Based on the authors' years of experience teaching graduate, undergraduate, and professional courses, this comprehensive introduction caters to the specific needs of researchers and students who must familiarize themselves rapidly with core concepts, principles, and theories.
Students are afforded a unique opportunity to arrive at a full understanding of important current and pending achievements in the field, without having to wade through extraneous technical details and lengthy theoretical discussions more appropriate to a lab manual or specialized text.
It is also an excellent selection for technicians and related professionals who want to review modern aspects of biochemistry in a concise format. Berg,Gregory J. Gatto, Jr. The focus of the 4th edition has been around: Integrated Text and Media with the NEW SaplingPlus Paired for the first time with SaplingPlus, the most innovative digital solution for biochemistry students. Media-rich resources have been developed to support students' ability to visualize and understand individual and complex biochemistry concepts.
Built-in assessments and interactive tools help students keep on track with reading and become proficient problem solvers with the help and guidance of hints and targeted feedback--ensuring every problem counts as a true learning experience.
Tools and Resources for Active Learning A number of new features are designed to help instructors create a more active environment in the classroom. Tools and resources are provided within the text, SaplingPlus and instructor resources. If you feel that we have violated your copyrights, then please contact us immediately. Your email address will not be published.
Save my name, email, and website in this browser for the next time I comment. Built-in assessments and interactive tools help students keep on track with reading and become proficient problem solvers with the help and guidance of hints and targeted feedback—ensuring every problem counts as a true learning experience. Tools and Resources for Active Learning A number of new features are designed to help instructors create a more active environment in the classroom. Tools and resources are provided within the text, SaplingPlus and instructor resources.
As humans, we are adept learning machines. Long before a baby learns that she can change a sheet of paper by crumpling it, she is absorbing vast amounts of information. This learning continues throughout life in myriad ways: learning to ride a bike and to take social cues from friends; learning to drive a car and balance a checkbook; learning to solve a quadratic equation and to interpret a work of art.
Of course, much of learning is necessary for survival, and even the simplest organisms learn to avoid danger and recognize food. However, humans are especially gifted in that we also acquire skills and knowledge to make our lives richer and more meaningful. Many students would agree that reading novels and watching movies enhance the quality of our lives because we can expand our horizons by vicariously being in situations we would never experience, reacting sympathetically or unsympathetically to characters who remind us of ourselves or are very different from anyone we have ever known.

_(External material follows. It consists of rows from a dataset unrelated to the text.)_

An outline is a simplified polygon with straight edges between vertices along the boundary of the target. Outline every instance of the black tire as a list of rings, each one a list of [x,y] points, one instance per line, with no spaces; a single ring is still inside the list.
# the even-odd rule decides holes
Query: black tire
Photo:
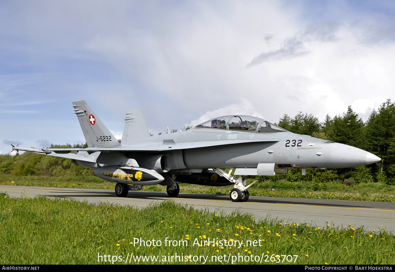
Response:
[[[237,188],[232,189],[229,194],[230,199],[233,202],[239,202],[241,199],[241,191]]]
[[[241,202],[245,202],[248,200],[248,198],[250,197],[250,193],[246,190],[243,191],[243,193],[244,193],[244,197],[242,198],[240,200],[240,201]]]
[[[171,186],[168,186],[166,189],[166,191],[170,197],[175,197],[180,193],[180,186],[178,186],[177,183],[175,184],[175,186],[176,188],[174,191],[170,191],[170,189],[171,188]]]
[[[117,196],[125,197],[129,192],[129,185],[123,183],[117,183],[115,185],[115,194]]]

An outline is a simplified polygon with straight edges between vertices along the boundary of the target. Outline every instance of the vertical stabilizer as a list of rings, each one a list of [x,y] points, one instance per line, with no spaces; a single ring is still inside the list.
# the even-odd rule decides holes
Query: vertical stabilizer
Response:
[[[145,119],[141,109],[132,109],[126,114],[125,128],[122,135],[122,144],[150,137]]]
[[[73,102],[88,147],[111,148],[120,144],[83,100]]]

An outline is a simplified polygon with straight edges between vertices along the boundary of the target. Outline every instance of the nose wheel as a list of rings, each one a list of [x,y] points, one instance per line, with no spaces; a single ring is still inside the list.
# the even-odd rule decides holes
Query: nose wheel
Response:
[[[230,199],[233,202],[245,202],[250,197],[250,193],[246,190],[242,191],[240,189],[235,188],[232,189],[229,194]]]

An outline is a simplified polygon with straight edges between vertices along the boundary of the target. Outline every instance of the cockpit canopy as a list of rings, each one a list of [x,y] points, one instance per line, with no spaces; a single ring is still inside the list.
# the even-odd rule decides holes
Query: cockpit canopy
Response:
[[[196,126],[196,128],[219,128],[235,130],[256,131],[273,133],[287,131],[267,121],[252,116],[227,115],[217,117]]]

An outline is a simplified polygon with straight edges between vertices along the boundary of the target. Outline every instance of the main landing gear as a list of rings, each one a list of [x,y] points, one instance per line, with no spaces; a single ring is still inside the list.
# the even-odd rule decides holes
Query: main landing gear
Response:
[[[144,188],[142,185],[132,185],[118,182],[115,185],[115,194],[117,196],[125,197],[128,195],[129,191],[138,191]]]
[[[166,188],[166,191],[170,197],[175,197],[180,193],[180,186],[172,178],[173,177],[170,178],[171,185],[167,186],[167,188]]]
[[[115,194],[117,196],[125,197],[129,192],[129,185],[124,183],[117,183],[115,185]]]
[[[247,191],[247,189],[256,182],[256,180],[249,185],[247,185],[247,182],[245,180],[243,180],[241,176],[236,179],[233,176],[230,175],[230,173],[232,172],[233,168],[230,168],[229,173],[228,173],[222,170],[222,169],[214,169],[217,173],[220,175],[227,179],[229,181],[233,182],[235,183],[234,189],[232,189],[230,191],[229,195],[230,196],[230,199],[233,202],[245,202],[248,200],[250,197],[250,193]]]

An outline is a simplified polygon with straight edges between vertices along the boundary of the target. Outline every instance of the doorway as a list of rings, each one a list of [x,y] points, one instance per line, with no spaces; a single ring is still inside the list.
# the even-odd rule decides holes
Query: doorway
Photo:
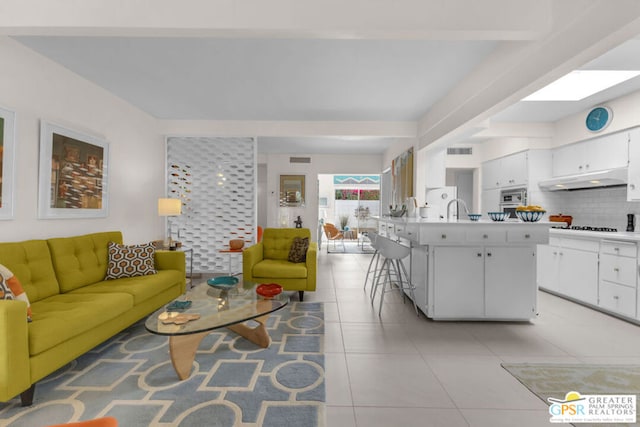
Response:
[[[362,251],[366,234],[377,228],[380,215],[380,175],[318,175],[318,220],[343,234],[347,252]],[[322,233],[320,248],[327,243]]]

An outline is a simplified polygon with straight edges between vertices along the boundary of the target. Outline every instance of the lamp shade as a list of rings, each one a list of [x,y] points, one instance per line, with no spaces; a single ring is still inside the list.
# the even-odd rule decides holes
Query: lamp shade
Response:
[[[158,199],[158,215],[176,216],[182,213],[182,201],[180,199]]]

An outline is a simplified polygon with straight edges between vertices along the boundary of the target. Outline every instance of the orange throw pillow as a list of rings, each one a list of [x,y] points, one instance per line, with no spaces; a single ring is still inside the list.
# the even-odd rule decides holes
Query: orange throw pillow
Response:
[[[0,264],[0,299],[15,299],[27,303],[27,320],[31,322],[31,304],[18,278]]]

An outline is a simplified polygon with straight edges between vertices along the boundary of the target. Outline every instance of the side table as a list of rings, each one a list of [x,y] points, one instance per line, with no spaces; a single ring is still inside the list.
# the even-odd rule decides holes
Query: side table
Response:
[[[220,250],[218,250],[218,253],[220,253],[220,254],[229,255],[229,276],[237,276],[238,274],[241,273],[241,272],[240,273],[235,273],[235,274],[232,273],[232,271],[231,271],[231,259],[232,259],[233,255],[237,255],[237,254],[242,255],[242,251],[243,251],[243,249],[220,249]]]

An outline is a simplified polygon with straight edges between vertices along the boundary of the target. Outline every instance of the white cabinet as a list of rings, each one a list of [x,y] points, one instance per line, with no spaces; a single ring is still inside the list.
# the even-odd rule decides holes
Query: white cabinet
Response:
[[[485,249],[485,316],[522,319],[536,315],[533,247]],[[528,315],[527,315],[528,313]]]
[[[482,214],[488,218],[487,212],[500,210],[500,189],[482,190]]]
[[[629,171],[627,200],[640,200],[640,128],[629,133]]]
[[[437,246],[433,248],[433,318],[484,317],[484,249]]]
[[[592,305],[598,303],[598,241],[552,238],[538,246],[538,286]]]
[[[415,286],[413,293],[416,305],[427,313],[427,280],[428,280],[428,246],[414,246],[411,248],[411,284]]]
[[[638,272],[634,241],[553,236],[548,245],[538,246],[541,289],[640,320]]]
[[[596,305],[598,303],[598,253],[559,248],[558,257],[559,292]]]
[[[444,148],[427,150],[424,154],[425,160],[425,187],[444,187],[446,181],[446,150]]]
[[[526,186],[528,170],[526,151],[490,160],[482,164],[482,188]]]
[[[575,175],[626,167],[629,162],[629,133],[565,145],[553,150],[553,176]]]
[[[533,246],[437,246],[433,253],[435,319],[535,316]]]
[[[627,317],[636,317],[637,246],[631,242],[600,243],[598,306]]]

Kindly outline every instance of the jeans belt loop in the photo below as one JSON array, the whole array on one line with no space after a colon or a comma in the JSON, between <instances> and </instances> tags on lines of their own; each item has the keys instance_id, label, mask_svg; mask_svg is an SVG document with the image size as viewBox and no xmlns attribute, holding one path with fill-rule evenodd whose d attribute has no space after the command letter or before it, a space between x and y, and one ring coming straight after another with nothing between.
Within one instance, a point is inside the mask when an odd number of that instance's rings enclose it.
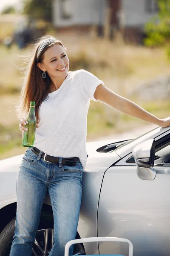
<instances>
[{"instance_id":1,"label":"jeans belt loop","mask_svg":"<svg viewBox=\"0 0 170 256\"><path fill-rule=\"evenodd\" d=\"M41 155L42 154L42 153L43 153L42 151L40 151L40 152L39 155L38 155L38 157L37 157L37 160L38 160L38 161L40 161L40 159L41 157Z\"/></svg>"},{"instance_id":2,"label":"jeans belt loop","mask_svg":"<svg viewBox=\"0 0 170 256\"><path fill-rule=\"evenodd\" d=\"M59 157L59 167L62 167L62 157Z\"/></svg>"}]
</instances>

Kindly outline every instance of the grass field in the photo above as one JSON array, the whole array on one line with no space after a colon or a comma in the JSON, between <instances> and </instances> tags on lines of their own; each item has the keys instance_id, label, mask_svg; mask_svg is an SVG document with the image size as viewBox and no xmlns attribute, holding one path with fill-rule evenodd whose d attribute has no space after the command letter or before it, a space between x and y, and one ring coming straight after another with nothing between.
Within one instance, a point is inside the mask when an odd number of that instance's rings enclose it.
<instances>
[{"instance_id":1,"label":"grass field","mask_svg":"<svg viewBox=\"0 0 170 256\"><path fill-rule=\"evenodd\" d=\"M130 92L139 84L169 73L170 64L164 49L149 49L93 37L76 38L62 35L56 37L62 40L68 47L70 70L88 70L102 80L110 89L123 96L130 95ZM31 47L28 46L21 50L14 45L9 49L0 46L0 159L26 151L22 146L21 132L15 111L23 76L16 67L22 64L17 56L26 54ZM130 99L159 118L170 115L168 99L142 102L139 97L133 98L132 95ZM121 134L146 123L116 111L101 102L91 101L88 117L87 140Z\"/></svg>"}]
</instances>

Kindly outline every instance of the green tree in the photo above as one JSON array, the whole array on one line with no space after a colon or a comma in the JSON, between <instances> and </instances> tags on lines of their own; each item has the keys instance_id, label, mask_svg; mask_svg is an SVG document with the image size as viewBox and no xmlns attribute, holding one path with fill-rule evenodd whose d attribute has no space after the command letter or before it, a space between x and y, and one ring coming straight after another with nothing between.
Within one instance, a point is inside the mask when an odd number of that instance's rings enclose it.
<instances>
[{"instance_id":1,"label":"green tree","mask_svg":"<svg viewBox=\"0 0 170 256\"><path fill-rule=\"evenodd\" d=\"M157 0L159 11L146 23L145 45L168 47L170 39L170 0Z\"/></svg>"},{"instance_id":2,"label":"green tree","mask_svg":"<svg viewBox=\"0 0 170 256\"><path fill-rule=\"evenodd\" d=\"M52 0L24 0L23 14L31 18L52 21Z\"/></svg>"},{"instance_id":3,"label":"green tree","mask_svg":"<svg viewBox=\"0 0 170 256\"><path fill-rule=\"evenodd\" d=\"M14 6L8 6L5 7L5 8L1 11L0 14L1 15L3 15L3 14L16 13L16 9Z\"/></svg>"}]
</instances>

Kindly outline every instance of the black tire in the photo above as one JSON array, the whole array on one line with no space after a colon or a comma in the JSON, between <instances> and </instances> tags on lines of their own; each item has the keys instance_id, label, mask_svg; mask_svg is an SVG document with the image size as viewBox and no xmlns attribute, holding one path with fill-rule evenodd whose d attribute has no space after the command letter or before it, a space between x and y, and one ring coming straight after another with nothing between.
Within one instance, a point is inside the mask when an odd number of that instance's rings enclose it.
<instances>
[{"instance_id":1,"label":"black tire","mask_svg":"<svg viewBox=\"0 0 170 256\"><path fill-rule=\"evenodd\" d=\"M9 256L13 240L15 226L15 218L5 227L0 234L0 256ZM42 210L38 230L53 228L52 213Z\"/></svg>"}]
</instances>

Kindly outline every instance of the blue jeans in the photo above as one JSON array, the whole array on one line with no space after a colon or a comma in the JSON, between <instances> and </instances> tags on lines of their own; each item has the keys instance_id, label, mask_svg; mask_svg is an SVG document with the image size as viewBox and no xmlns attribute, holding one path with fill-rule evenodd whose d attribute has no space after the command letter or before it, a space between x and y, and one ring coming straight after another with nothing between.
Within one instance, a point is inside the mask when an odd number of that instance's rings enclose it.
<instances>
[{"instance_id":1,"label":"blue jeans","mask_svg":"<svg viewBox=\"0 0 170 256\"><path fill-rule=\"evenodd\" d=\"M48 191L53 212L54 244L49 256L64 256L65 244L75 239L82 197L83 167L47 163L28 148L17 180L17 208L10 256L31 256L44 199ZM73 247L70 247L72 255Z\"/></svg>"}]
</instances>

Strangely, at least to us as science professors, science courses are rarely thought of as being enriching or insightful into the human condition. Larry Gould, a former president of Carleton College, was also a geologist and an Arctic explorer. As a scientist, teacher, and administrator, he was very interested in science education especially as it related to other disciplines. They are not mutually exclusive disciplines but they are independent and overlapping.
The ultimate goal of all scientific endeavors is to develop a deeper, richer understanding of ourselves and the world in which we live.